Но Пронин сначала дрожащими руками вытащил сигарету из-за уха и попытался закурить. Сергей молча сунул ему под нос зажигалку. «Истерик!»
– У них ничего не получилось, – хрипло сказал Коля. – Они пошли на дело, как было условлено. Но все сорвалось.
– Как сорвалось? – хором спросили Бабкин и Илюшин.
– Я не знаю. – Пронин устало потер глаза. – Что-то пошло не так. На «даче» ждала засада, и их взяли. Я слышал, что их кто-то сдал. Мансуров не распространялся. Без понятия, с кем он там еще делился своими планами.

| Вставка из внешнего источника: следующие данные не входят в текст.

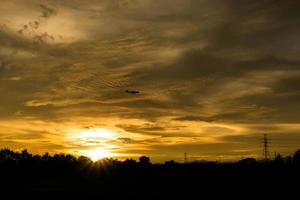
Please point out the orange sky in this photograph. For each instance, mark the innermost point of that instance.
(213, 76)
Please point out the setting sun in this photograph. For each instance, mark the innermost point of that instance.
(97, 154)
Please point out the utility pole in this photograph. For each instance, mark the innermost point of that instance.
(266, 151)
(185, 157)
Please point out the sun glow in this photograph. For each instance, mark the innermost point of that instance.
(97, 133)
(97, 141)
(97, 154)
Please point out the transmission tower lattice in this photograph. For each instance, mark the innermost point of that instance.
(266, 152)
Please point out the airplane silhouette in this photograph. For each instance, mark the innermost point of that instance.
(132, 92)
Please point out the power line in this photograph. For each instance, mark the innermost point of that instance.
(185, 157)
(266, 152)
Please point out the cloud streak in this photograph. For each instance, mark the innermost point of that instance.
(207, 71)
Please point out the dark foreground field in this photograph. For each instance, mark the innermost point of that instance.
(63, 176)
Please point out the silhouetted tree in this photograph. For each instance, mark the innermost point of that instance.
(279, 159)
(144, 160)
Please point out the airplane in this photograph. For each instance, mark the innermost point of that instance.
(132, 92)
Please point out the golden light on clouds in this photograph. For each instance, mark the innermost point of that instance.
(211, 83)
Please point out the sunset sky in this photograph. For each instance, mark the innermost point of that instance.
(213, 76)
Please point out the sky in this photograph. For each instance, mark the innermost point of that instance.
(213, 76)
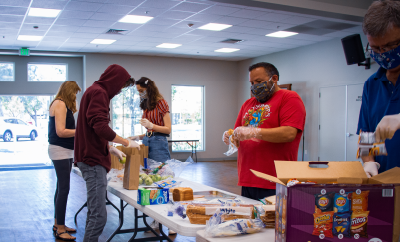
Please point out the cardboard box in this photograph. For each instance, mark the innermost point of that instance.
(324, 212)
(153, 196)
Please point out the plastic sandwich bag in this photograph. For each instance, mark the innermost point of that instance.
(217, 227)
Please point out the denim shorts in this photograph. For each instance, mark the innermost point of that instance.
(158, 148)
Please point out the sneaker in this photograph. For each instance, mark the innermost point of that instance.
(154, 225)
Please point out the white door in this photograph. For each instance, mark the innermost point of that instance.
(339, 108)
(332, 130)
(354, 97)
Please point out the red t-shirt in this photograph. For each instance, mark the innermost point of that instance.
(156, 116)
(285, 108)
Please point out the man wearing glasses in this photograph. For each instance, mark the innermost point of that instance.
(380, 106)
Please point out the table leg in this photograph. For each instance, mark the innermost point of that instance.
(121, 219)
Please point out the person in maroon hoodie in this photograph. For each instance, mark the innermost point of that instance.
(92, 151)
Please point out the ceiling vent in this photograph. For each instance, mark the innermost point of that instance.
(231, 41)
(116, 31)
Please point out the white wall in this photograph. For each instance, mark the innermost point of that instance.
(309, 68)
(218, 77)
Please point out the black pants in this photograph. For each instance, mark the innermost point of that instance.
(257, 193)
(63, 171)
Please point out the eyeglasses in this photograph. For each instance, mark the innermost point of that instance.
(384, 48)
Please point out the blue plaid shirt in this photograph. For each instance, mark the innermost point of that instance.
(381, 98)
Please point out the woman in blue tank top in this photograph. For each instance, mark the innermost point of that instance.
(61, 151)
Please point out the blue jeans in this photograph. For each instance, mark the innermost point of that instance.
(158, 148)
(96, 185)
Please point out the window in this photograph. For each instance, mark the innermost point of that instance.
(187, 116)
(47, 72)
(6, 72)
(24, 130)
(126, 113)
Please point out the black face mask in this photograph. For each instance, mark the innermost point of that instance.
(261, 91)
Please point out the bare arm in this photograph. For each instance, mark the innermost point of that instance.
(60, 113)
(166, 129)
(281, 134)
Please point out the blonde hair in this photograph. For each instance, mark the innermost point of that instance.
(67, 93)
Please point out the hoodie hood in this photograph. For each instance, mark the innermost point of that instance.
(113, 79)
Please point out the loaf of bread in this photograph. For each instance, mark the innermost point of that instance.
(197, 213)
(182, 194)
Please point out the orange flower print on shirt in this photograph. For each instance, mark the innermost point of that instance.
(256, 115)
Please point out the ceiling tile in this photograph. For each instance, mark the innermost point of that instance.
(246, 13)
(152, 12)
(163, 21)
(65, 28)
(70, 21)
(179, 15)
(230, 20)
(15, 3)
(163, 4)
(107, 17)
(11, 18)
(204, 17)
(273, 17)
(31, 32)
(4, 25)
(98, 23)
(220, 10)
(29, 27)
(191, 7)
(76, 14)
(126, 2)
(49, 4)
(38, 20)
(92, 30)
(115, 9)
(13, 10)
(93, 1)
(54, 32)
(83, 6)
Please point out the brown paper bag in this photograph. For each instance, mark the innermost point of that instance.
(115, 160)
(131, 173)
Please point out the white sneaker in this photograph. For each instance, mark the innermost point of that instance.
(154, 225)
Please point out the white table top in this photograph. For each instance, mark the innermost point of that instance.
(264, 235)
(159, 212)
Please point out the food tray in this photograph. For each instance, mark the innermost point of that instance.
(210, 195)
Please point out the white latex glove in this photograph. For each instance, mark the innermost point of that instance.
(371, 168)
(117, 152)
(225, 138)
(387, 127)
(146, 123)
(135, 138)
(132, 144)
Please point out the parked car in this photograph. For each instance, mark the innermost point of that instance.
(16, 128)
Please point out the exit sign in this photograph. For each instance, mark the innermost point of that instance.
(24, 52)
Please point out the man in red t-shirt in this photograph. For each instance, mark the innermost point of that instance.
(268, 128)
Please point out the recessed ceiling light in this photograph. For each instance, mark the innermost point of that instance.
(135, 19)
(281, 34)
(168, 45)
(215, 27)
(43, 12)
(226, 50)
(30, 37)
(102, 41)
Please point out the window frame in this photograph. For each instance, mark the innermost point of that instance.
(13, 64)
(203, 120)
(46, 63)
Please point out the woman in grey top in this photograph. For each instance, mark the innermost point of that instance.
(61, 151)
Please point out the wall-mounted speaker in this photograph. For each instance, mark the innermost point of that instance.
(353, 49)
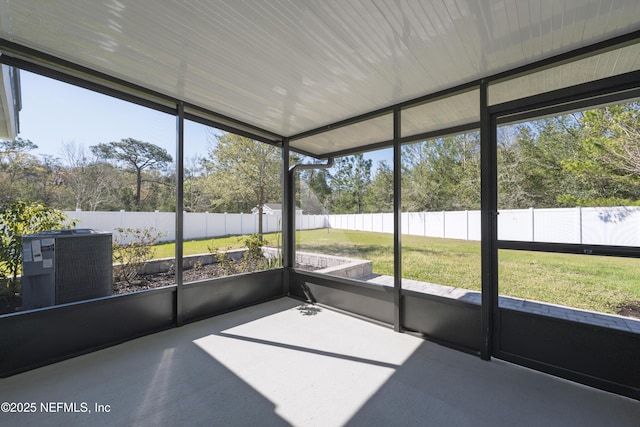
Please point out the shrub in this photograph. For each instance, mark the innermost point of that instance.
(132, 248)
(19, 219)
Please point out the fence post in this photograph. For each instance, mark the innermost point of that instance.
(579, 224)
(532, 217)
(424, 224)
(466, 214)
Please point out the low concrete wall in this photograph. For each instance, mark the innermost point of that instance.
(330, 264)
(327, 264)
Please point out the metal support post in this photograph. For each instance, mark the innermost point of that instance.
(179, 210)
(397, 225)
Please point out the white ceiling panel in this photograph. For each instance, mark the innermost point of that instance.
(597, 67)
(456, 110)
(354, 136)
(289, 66)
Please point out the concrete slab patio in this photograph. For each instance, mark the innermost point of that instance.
(287, 363)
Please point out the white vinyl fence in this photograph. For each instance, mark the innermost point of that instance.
(199, 225)
(605, 226)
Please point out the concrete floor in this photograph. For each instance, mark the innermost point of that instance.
(286, 363)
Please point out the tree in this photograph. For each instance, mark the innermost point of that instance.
(380, 197)
(243, 173)
(20, 171)
(314, 191)
(138, 156)
(89, 184)
(442, 174)
(19, 219)
(350, 182)
(607, 160)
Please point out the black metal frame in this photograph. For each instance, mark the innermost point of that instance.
(150, 311)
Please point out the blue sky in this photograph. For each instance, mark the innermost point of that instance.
(54, 113)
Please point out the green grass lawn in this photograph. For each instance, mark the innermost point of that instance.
(588, 282)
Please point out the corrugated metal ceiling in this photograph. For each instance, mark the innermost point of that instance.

«Что-то ты тут недоговариваешь, дружок», – мысленно сказал Илюшин, наблюдая, как судорожно Пронин хватается за вторую сигарету.
Бабкин слушал рассказ с возрастающим изумлением.
– Коля, ты что такое говоришь? От Мансурова с приятелями мокрого места бы не осталось!
Тот затянулся и нашел в себе силы усмехнуться Сергею в лицо.
– Я же говорю: вы ни черта не сечете в Мансурове. Он догадался соврать, что они не сами по себе, а работают на Царя, то есть на Королева. Рябов послушал-послушал и засмеялся. Раз вы люди подневольные, говорит, теперь я вам отдаю приказы. Через две недели инкассаторы повезут из Королевского банка выручку. Вы ее мне доставите, и будем считать, что ваш грех прощен.